Eye protection should also be worn if a risk assessment determines that there is a risk of splashing to the eyes such as from coughing, spitting, or vomiting.

Gloves and aprons should be used when cleaning the areas where a person suspected of having COVID-19 has been.

Intimate care

Gloves and aprons should continue to be used when providing intimate care to a child or young person. This can include personal, hands-on care such as washing, toileting, or first aid and certain clinical procedures such as assisted feeding.

Fluid-resistant surgical masks and eye protection should also be worn if a risk assessment determines that there is a risk of splashing to the eyes such as from coughing, spitting, or vomiting.

Gloves, fluid repellent gowns, FFP3 masks and eye protection are indicated when undertaking aerosol generating procedures such as suction.

Gloves and aprons should be used when cleaning equipment or surfaces that might be contaminated with body fluids such as saliva or respiratory secretions

Will the school have to close if there is an infection?

In the event of a positive test, a contact tracer will contact the person tested to help identify potential contacts.

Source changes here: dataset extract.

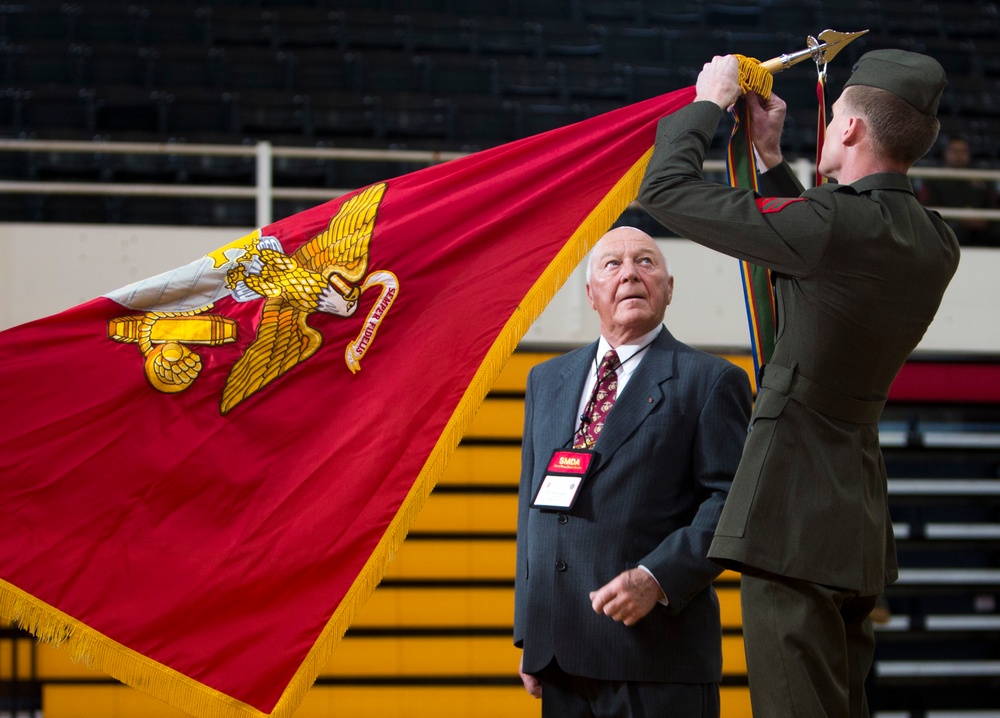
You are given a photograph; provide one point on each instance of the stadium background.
(119, 123)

A second contact tracer will then get in touch with those contacts and advise them to self-isolate for 14 days from their last contact with the person who tested positive.

A contact is defined as someone who has had close contact during this period, specifically:

Within one metre of the person who has tested positive and has been coughed on, had a face-to-face conversation, had skin-to-skin physical contact, or been in other forms of contact within one metre for one minute or longer.

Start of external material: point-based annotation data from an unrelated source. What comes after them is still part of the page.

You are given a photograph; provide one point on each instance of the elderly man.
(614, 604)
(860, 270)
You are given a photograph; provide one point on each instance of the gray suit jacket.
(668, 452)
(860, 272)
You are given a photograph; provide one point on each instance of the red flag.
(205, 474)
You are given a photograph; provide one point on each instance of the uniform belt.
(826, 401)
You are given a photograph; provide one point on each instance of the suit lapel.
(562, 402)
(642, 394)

Within two metres of the person testing positive for more than 15 minutes.

Having travelled in a vehicle with the person who has tested positive.

Where staff have maintained social/physical distancing rules and adhered to hygiene measures during work and where required have used personal protective equipment (PPE) or worked behind an appropriate screen or partition, they would not be regarded as part of a contact tracing exercise for these purposes.

A positive test on site therefore does not require closure of that site.

What’s the risk?

"The latest published evidence in relation to the transmissibility in learners under the age of 12 seems to be particularly low. Children under the age of 18 make up 22 to 25 per cent of the population, but consistently make up less than 2% of the total Covid-19 caseload in every country."

Preventative measures:

  • Minimise contact between individuals wherever possible. For younger learners the emphasis will be on separating groups, and for older learners it will be on distancing.
  • Minimise contact with individuals who are unwell by ensuring that those who have COVID-19 symptoms, or who have someone in their household who does, do not attend school.
  • Clean hands thoroughly more often than usual.
  • Ensure good respiratory hygiene by promoting the ‘catch it, bin it, kill it’ approach.
  • Continue enhanced cleaning, including cleaning frequently touched surfaces often, using standard products such as detergents and bleach.
  • Where necessary, in specific circumstances (set out later in the guidance), wear appropriate personal protective equipment (PPE).
  • Where possible ensure appropriate ventilation.